Рядом с именинницей сидели девушки, с которыми она с шести лет ходила на плавание. Дальше – трое одноклассников (еще пять лет назад Аня думала, что ей не повезло родиться летом, так как многие школьные друзья на лето уезжали из города к своим бабушкам и дедушкам, теперь же девушка решила, что ей наоборот очень повезло родиться в июле – круг вынужденных друзей в летнее время стремительно сужался), а также Игорь – сосед Ани, переехавший со своей семьей в квартиру этажом ниже год назад. Он был несказанно рад, что девушка пригласила его, так как вот уже полгода пытался ухлестывать за ней. Но, к слову, у Ани не было выбора, ведь Игорь предусмотрительно пару месяцев назад приглашал ее на свое шестнадцатилетие.

Напротив Ани на другом конце стола сидел муж ее крестной, держа в руках дрожащее существо, что своими огромными глазами продолжало недовольно и испуганно таращиться вокруг. Мужчина пытался донести до рта кусок торта, но вибрация, исходящая от миниатюрной собачки, не давала ему этого сделать. Наконец, решившись, он пустил псину в свободное путешествие на пол, отчего та испуганно затрусила по комнате, вывалив из-под левой щеки бесконтрольно болтавшийся обмякший язык. Мужчина принялся довольно уплетать торт, когда далекий (очень далекий) потомок волка, никак ведомый невидимой, враждебной ему силой, подбежал к дивану. Из темных глубин раздалось грозное рычание лысой кошки, испугавшись которого, пес тут же оставил под собой лужицу.

– Рекс! – закричала крестная Ани. Все внимание гостей сразу же было направлено на килограммового пса. – Сережа! – крикнула на мужа крестная.

– Света, это твоя собака, вот ты и держи ее, а я ем, – ответил Сережа и принялся дальше с удовольствием поедать свой кусок торта. Их сын, один из диванных/телефонных воителей, тут же снова уткнулся носом в свой телефон, параллельно набивая рот тортом, догадываясь и боясь, что сейчас мать заставит его нянчиться с Рексом. Не найдя, кого наградить ответственностью за собаку, женщине пришлось самой убирать лужу.

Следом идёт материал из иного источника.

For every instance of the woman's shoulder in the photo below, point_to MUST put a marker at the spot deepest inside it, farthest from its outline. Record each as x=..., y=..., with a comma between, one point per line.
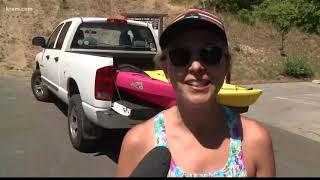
x=139, y=136
x=256, y=138
x=254, y=130
x=137, y=142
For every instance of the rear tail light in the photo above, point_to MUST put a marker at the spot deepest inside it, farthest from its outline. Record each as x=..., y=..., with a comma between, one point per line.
x=104, y=84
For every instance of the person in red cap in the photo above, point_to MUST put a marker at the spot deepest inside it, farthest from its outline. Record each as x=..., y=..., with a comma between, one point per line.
x=205, y=138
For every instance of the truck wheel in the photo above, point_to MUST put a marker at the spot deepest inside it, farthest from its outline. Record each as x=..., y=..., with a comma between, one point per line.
x=40, y=91
x=82, y=132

Трикси тошнило от вони, которая теперь навсегда пропитала ее дом, она уже обдумывала план мести (дайте только пережить эту химическую атаку), а Наталья с улыбкой и облегчением вспомнила день, когда настояла на том, чтобы на пол в зале был постелен линолеум, а не уложен ламинат. Конфуз с трясущейся собачонкой повеселил всех присутствующих.

***

Глубинка Русского царства (Россия), XV век

– Скотина издохла вся сызнова … – причитал Всемил, зайдя на рассвете в хлев. – Еще со вчера зачахла, а уж теперя и издохла… Ой, лихо… лихо… Ведьма проклятущая!

Он сплюнул под ноги, погладил уже окоченевшую корову, копыта которой смотрели вверх, и пошел к свиньям. Свиньи были все живы, но Всемил знал, что долго так не продлится – нашел на его деревню мор.

Деревня была небольшой, а потому все между собой давно породычались: кто дочку свою за соседского детину выдал, кто в кумовья соседей избрал, а кто и без того жил большой семьей вместе с многочисленными братьями и сестрами. И всех кормить надобно, хозяйство держать немалое. А хозяйства уж передохла половина…

Всемил (хотя не так уж и мил был мужик: морда злая, руки грубые, судьба тяжкая) зашел в избу и стукнул кулаком по столу. Кто спал, тут же проснулся, а кто не спал, тот подпрыгнул на месте от испуга.

– Надобно ведьму проклятую в пекло к самому черту отправить! – крикнул он.

Женушка его тут же принялась вокруг мужа порхать, дабы успокоить мужика. Но не было ему успокоения: шестерых детей малых кормить следовало, а скотина дохнет.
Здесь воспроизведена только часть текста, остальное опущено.